Le peuple démocratique n’est jamais débiteur du guérillero ou de l’insurgé qui a abattu une dictature ou une tyrannie par les armes. Il n’est pas non plus débiteur de l’opposant qui a renversé un régime autocratique en dirigeant une révolte populaire. Lorsque les dirigeants d’une insurrection ou d’une révolte populaire s’octroient une légitimité démocratique a priori et absolue du fait de la guerre, ou de la révolte populaire, ils finissent par mettre le peuple sous tutelle.. De l’Algérie à l’Afrique du sud en passant par l’Angola, l’histoire africaine témoigne de ce renversement du mouvement de libération en pouvoir liberticide et en force d’oppression. La postérité politique de Nelson Mandela, exemple historique du libérateur, n’a pas entendu et compris la substance de son message au peuple Sud-africain : « Vous ne me devez rien. Vous êtes absolument le Souverain ». Du fait de cette surdité volontaire, l’ANC post-Mandela s’est transformée en oligarchie prédatrice animée par une mentalité tributaire.

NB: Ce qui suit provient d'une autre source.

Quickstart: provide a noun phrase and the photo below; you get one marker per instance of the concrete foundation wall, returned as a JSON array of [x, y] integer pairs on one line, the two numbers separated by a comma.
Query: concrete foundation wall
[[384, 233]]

 Le guérillero des mouvements anticolonialistes de libération nationale n’est pas politiquement légitime du seul fait d’avoir risqué sa vie et d’avoir contribué au renversement du pouvoir colonial par la lutte armée. L'insurgé et l’opposant qui, usant du droit universel de résistance à l’oppression, ont contribué à renverser par la révolte populaire ou  par les armes une dictature immonde ne sont pas, de ce seul fait, qualifiés pour l’exercice du pouvoir démocratique. Ils doivent d’abord se plier aux règles du suffrage universel et être démocratiquement élus.